In the U.S.A., the attacks by Serbs on Bihac triggered yet another assault on the administration’s policy and the Europeans, particularly the British. The attack on Clinton administration policy was led by incoming Senate Majority Leader Bob Dole and by Newt Gingrich, the incoming House majority leader. Both demanded UN withdrawal, U.S. air strikes, and the arming and training of the Sarajevo government. In order to stave off Congressional demands for more concrete action, the U.S. Government unilaterally withdrew from the policing of the arms embargo in mid-November 1994.
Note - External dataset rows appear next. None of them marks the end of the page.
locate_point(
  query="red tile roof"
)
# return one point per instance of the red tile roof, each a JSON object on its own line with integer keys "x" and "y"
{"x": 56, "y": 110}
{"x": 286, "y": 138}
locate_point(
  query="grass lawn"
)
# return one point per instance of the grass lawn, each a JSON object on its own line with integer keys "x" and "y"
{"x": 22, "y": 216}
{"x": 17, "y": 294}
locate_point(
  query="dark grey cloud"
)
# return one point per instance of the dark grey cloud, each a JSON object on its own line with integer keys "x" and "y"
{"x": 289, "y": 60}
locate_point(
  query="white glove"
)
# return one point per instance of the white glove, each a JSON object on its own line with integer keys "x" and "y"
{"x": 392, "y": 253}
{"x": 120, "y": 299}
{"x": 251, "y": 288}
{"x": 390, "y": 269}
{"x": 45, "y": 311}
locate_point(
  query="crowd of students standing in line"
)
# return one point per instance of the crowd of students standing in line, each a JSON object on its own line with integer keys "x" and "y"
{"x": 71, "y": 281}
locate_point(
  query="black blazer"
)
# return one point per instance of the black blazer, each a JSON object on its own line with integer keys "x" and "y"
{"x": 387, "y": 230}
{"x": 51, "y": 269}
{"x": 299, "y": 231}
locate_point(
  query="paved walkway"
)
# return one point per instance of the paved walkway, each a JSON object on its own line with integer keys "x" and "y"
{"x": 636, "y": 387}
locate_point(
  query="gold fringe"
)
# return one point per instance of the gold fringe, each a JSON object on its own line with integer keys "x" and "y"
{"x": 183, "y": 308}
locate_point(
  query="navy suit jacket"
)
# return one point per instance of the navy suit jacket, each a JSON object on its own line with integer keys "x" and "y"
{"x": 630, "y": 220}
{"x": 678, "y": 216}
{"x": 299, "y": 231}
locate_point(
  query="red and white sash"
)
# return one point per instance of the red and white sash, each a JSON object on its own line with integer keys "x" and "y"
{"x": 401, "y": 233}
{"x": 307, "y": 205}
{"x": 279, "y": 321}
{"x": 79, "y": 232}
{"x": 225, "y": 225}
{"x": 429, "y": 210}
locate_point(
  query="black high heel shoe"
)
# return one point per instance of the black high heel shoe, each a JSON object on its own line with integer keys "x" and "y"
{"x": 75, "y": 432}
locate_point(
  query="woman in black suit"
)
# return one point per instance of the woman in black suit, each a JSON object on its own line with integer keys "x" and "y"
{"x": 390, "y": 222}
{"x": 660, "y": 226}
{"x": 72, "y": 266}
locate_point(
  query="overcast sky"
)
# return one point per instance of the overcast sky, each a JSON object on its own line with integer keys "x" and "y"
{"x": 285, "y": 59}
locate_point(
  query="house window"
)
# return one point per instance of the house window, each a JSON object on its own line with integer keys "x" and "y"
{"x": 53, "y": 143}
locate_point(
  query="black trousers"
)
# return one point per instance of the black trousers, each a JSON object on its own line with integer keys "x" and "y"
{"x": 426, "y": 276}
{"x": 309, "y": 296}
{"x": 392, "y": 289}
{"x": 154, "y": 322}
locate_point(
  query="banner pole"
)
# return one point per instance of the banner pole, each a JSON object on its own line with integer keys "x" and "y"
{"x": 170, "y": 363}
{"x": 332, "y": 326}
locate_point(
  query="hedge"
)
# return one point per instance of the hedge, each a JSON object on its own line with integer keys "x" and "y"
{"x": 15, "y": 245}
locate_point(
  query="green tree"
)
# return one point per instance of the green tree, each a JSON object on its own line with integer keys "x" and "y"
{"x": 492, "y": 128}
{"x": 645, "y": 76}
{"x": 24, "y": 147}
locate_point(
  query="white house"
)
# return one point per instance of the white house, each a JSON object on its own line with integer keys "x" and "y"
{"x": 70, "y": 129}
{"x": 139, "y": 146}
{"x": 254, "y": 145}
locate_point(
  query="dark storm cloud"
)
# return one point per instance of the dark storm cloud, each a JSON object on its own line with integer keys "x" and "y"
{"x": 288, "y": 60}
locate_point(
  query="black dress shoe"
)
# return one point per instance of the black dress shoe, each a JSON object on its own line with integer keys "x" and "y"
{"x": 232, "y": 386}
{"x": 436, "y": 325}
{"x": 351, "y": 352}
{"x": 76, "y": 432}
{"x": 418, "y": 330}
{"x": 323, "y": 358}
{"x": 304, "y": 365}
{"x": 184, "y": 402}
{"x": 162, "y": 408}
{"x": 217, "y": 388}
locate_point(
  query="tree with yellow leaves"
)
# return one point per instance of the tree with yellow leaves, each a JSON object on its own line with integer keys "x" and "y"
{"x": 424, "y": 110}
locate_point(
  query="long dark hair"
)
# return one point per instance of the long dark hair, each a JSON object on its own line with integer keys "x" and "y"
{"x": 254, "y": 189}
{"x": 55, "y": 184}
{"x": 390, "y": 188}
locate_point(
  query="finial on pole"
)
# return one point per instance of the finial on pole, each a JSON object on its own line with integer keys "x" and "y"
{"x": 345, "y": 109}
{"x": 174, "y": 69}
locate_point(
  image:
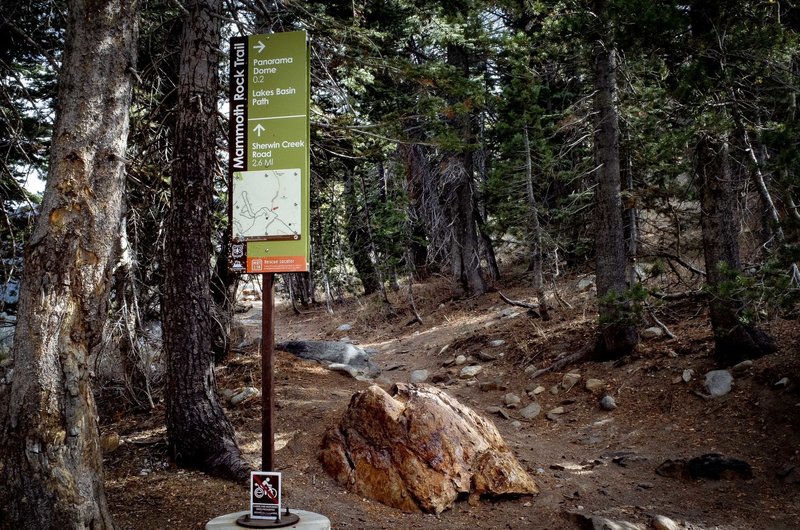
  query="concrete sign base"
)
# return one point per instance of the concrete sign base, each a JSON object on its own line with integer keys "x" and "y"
{"x": 308, "y": 521}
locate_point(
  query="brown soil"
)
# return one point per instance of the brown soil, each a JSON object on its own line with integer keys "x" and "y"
{"x": 586, "y": 460}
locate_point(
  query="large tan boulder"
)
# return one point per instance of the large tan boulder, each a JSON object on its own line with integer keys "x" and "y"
{"x": 419, "y": 449}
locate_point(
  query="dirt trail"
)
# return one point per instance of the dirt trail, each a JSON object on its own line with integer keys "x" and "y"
{"x": 585, "y": 460}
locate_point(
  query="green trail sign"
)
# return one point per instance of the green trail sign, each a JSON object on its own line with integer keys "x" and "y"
{"x": 269, "y": 153}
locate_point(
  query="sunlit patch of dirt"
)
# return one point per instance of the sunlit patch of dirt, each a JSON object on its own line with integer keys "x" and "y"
{"x": 584, "y": 459}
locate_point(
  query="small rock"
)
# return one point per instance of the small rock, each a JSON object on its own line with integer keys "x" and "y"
{"x": 511, "y": 400}
{"x": 488, "y": 386}
{"x": 718, "y": 382}
{"x": 531, "y": 411}
{"x": 651, "y": 333}
{"x": 594, "y": 385}
{"x": 470, "y": 371}
{"x": 418, "y": 376}
{"x": 790, "y": 475}
{"x": 608, "y": 403}
{"x": 784, "y": 382}
{"x": 662, "y": 522}
{"x": 245, "y": 394}
{"x": 742, "y": 366}
{"x": 569, "y": 380}
{"x": 486, "y": 356}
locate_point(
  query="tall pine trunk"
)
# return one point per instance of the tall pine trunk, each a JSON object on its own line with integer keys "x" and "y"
{"x": 617, "y": 333}
{"x": 734, "y": 339}
{"x": 459, "y": 193}
{"x": 51, "y": 472}
{"x": 199, "y": 433}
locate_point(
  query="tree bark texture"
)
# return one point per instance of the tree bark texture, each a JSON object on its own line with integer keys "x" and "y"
{"x": 359, "y": 237}
{"x": 618, "y": 335}
{"x": 50, "y": 462}
{"x": 199, "y": 433}
{"x": 457, "y": 172}
{"x": 734, "y": 340}
{"x": 534, "y": 232}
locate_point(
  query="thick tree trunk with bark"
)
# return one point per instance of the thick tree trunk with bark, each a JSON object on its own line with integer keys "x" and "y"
{"x": 617, "y": 334}
{"x": 457, "y": 172}
{"x": 734, "y": 340}
{"x": 200, "y": 434}
{"x": 50, "y": 462}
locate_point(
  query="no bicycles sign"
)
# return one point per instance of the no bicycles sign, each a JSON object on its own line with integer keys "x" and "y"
{"x": 265, "y": 494}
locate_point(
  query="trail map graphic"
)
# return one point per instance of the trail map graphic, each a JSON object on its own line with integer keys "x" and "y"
{"x": 266, "y": 204}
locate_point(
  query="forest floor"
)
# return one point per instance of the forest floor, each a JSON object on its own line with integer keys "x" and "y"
{"x": 586, "y": 461}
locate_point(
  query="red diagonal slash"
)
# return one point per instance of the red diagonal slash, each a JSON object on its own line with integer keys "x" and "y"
{"x": 266, "y": 490}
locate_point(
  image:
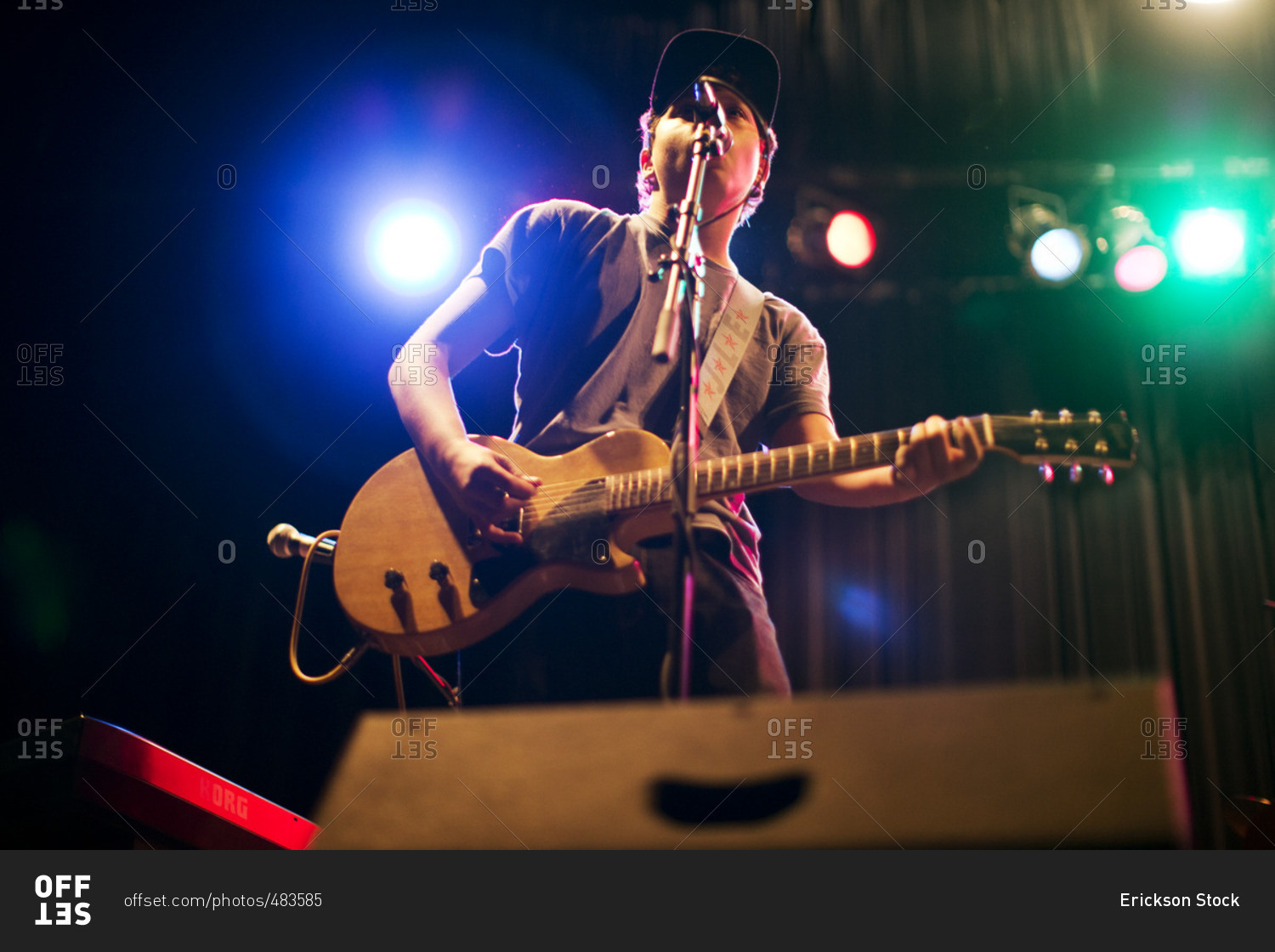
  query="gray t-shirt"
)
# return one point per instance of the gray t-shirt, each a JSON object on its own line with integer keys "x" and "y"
{"x": 584, "y": 320}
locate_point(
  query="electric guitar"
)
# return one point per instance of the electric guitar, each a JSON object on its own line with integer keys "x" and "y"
{"x": 415, "y": 575}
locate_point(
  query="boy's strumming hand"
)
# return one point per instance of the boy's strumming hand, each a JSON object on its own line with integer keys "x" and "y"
{"x": 486, "y": 485}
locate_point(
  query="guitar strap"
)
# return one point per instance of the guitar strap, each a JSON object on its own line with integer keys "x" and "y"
{"x": 739, "y": 306}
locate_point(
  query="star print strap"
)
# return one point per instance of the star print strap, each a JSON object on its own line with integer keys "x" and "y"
{"x": 740, "y": 306}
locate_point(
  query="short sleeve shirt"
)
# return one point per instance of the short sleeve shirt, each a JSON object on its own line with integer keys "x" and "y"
{"x": 584, "y": 321}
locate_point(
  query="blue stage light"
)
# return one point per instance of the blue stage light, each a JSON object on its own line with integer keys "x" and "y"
{"x": 412, "y": 246}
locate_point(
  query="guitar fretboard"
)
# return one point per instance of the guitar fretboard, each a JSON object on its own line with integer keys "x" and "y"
{"x": 762, "y": 471}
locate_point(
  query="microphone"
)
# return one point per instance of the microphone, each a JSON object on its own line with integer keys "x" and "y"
{"x": 708, "y": 110}
{"x": 286, "y": 541}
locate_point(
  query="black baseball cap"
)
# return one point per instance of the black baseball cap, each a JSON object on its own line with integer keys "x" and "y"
{"x": 745, "y": 65}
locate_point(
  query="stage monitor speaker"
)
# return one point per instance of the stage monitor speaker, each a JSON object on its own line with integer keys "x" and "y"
{"x": 1035, "y": 765}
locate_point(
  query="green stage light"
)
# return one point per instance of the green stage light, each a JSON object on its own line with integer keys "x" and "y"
{"x": 1210, "y": 242}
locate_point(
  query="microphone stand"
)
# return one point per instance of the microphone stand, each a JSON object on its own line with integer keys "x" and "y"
{"x": 677, "y": 336}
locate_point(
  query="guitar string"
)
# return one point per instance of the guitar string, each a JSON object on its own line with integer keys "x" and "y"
{"x": 892, "y": 441}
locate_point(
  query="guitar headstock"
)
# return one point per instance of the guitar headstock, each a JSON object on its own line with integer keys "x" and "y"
{"x": 1070, "y": 440}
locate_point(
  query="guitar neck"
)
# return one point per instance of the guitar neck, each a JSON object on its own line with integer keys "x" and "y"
{"x": 757, "y": 472}
{"x": 1091, "y": 440}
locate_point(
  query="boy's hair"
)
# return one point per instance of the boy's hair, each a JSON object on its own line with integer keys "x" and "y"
{"x": 647, "y": 127}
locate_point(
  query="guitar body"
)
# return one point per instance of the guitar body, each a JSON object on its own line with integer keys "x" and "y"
{"x": 405, "y": 521}
{"x": 413, "y": 576}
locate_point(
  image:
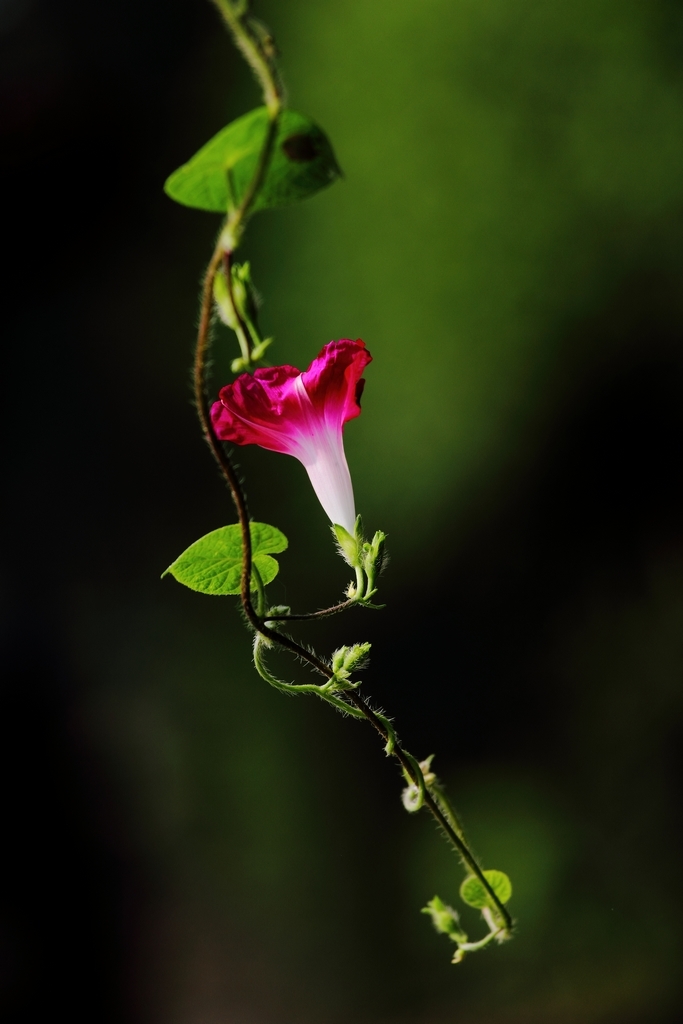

At first it seemed as if the whole blockade would collapse. Although the Pentagon denied any intention of supplying U.S. arms to the Bosnians, it confirmed that arms for the Bosnian Serbs would be confiscated, whereas those bound for the Sarajevo government would be escorted by U.S. naval vessels to their destination to ensure they were not diverted elsewhere. The Pentagon also announced that it would not pass intelligence reports of weapons shipments to the Europeans, unless these involved weapons of mass destruction or missiles likely to endanger allied aircraft. It made little practical difference: very few of the weapons reaching the Bosnians came by sea; only three of the 40,000-odd merchantmen stopped had been carrying arms; and, in any case, the Europeans could maintain the patrols themselves. Operation Sharp Guard in the Adriatic, and the embargo itself, would continue. 358 This, however, did not stop the war. More territory changed hands in the period from fall 1994 to spring 1995 than at any time since the beginning of the war.